While hot flashes are not medically harmful they can be uncomfortable. Some women have hot flashes intense enough to disrupt their daily routines. They can start as a heat spreading through the upper body and face, cause the face to flush, heart rate to increase, and make you sweat. Hot flashes can vary from woman to woman and can be every day or just a few times a week. They can also interfere with your sleep. If the hot flashes are not a major problem, doctors generally recommend lifestyle changes to help decrease side effects. For more severe hot flashes, medication including hormone therapy may be recommended. However, there are some concerns about safety of hormone therapy.
Researchers at Warren Alpert Medical School of Brown University set out to determine the safety and efficacy of a low dose estradiol spray in treating hot flashes. The study, published in the Journal of Obstetrics and Gynecology , found that a low-dose spray may reduce hot flash frequency.
About the Study
- One daily transdermal spray
- Two daily transdermal sprays
- Three daily transdermal sprays
- Placebo spray
Each spray delivered 90 microliters with 1.53 milligrams of estradiol. The trial ran for 12 weeks. Compared to the placebo group all of the estradiol groups demonstrated a decrease in hot flashes. The groups that had received two or three sprays had significant reduction in severity scores compared with their baseline. There was more than a 50% reduction in hot flash frequency by 74%-85% of the estradiol group compared to only 46% in the placebo group.
How Does This Affect You?
Many women do not need any treatment for hot flashes. If you can manage your hot flashes with lifestyle changes like exercise, avoiding triggers, and relaxation techniques, that is the preferred route.

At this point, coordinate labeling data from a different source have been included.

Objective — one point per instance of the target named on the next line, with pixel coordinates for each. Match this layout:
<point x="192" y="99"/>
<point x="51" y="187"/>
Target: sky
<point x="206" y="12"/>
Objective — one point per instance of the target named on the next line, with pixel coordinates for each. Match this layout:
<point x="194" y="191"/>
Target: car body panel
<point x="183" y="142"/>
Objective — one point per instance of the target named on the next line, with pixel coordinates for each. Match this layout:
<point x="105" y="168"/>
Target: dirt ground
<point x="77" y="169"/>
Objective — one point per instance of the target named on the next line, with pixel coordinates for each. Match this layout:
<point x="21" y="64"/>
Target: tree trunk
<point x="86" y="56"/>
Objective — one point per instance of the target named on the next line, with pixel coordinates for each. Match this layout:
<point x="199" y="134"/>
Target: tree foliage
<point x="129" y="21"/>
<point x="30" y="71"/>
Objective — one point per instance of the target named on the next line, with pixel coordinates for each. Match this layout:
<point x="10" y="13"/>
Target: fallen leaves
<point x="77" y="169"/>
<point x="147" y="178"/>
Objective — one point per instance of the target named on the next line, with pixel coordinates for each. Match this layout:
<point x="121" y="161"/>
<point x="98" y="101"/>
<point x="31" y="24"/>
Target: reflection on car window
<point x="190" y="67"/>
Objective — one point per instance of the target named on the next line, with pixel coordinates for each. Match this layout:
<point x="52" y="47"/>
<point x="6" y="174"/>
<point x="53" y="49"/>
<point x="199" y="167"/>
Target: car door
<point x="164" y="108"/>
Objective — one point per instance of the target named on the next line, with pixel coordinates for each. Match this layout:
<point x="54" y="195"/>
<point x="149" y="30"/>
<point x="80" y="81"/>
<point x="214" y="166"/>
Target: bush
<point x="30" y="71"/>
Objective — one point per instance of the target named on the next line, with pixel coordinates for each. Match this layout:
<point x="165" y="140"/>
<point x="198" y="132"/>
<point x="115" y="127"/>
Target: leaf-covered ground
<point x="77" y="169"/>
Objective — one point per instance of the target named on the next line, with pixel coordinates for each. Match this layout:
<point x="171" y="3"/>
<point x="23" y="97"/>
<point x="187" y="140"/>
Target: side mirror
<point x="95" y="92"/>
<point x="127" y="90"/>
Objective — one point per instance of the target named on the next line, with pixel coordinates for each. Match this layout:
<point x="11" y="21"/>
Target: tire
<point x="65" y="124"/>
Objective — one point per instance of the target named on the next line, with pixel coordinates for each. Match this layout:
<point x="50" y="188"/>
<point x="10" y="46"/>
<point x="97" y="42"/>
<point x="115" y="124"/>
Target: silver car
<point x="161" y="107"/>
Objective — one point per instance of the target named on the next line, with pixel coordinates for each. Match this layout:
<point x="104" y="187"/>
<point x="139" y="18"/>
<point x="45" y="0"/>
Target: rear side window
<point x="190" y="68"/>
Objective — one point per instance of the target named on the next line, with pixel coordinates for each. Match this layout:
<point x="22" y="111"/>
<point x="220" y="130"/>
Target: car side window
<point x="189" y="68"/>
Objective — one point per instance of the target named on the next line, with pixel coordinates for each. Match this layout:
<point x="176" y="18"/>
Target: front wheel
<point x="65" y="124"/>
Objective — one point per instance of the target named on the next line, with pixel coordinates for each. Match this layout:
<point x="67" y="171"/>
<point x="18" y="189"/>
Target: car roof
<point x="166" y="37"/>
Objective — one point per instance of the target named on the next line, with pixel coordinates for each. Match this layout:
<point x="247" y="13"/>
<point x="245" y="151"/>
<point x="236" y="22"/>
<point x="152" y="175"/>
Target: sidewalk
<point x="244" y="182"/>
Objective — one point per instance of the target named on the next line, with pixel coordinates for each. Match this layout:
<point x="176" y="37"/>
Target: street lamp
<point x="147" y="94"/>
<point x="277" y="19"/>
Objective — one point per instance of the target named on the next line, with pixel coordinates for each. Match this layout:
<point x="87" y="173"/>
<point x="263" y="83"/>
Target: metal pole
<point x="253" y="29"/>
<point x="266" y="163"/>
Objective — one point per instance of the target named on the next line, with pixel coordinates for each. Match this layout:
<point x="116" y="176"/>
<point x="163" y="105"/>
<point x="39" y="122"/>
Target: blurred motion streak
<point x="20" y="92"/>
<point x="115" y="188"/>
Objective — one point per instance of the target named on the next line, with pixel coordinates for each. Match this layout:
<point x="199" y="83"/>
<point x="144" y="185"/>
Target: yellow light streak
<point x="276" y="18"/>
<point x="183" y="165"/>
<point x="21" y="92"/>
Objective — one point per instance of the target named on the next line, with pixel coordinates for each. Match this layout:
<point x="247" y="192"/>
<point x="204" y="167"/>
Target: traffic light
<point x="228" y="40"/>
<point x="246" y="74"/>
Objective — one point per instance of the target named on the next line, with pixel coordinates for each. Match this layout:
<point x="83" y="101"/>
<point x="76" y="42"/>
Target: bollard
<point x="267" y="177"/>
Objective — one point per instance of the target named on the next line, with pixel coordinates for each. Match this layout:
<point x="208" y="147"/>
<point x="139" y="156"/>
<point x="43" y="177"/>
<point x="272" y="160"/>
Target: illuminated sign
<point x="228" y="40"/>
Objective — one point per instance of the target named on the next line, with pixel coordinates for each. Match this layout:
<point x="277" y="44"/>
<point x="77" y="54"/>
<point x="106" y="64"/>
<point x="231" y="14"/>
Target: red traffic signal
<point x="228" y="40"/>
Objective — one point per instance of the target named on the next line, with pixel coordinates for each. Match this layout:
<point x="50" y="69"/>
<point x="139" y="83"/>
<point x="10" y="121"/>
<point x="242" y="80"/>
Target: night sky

However, if the hot flashes are interfering with your daily routine the estradiol spray may be an option for you. The treatment is meant to be used for a short period of time and the dose is low.
Talk to your doctor about your symptoms and concerns. Discuss treatment options such as lifestyle changes, medication, or alternative treatments. You and your doctor can agree to a plan that works best for you.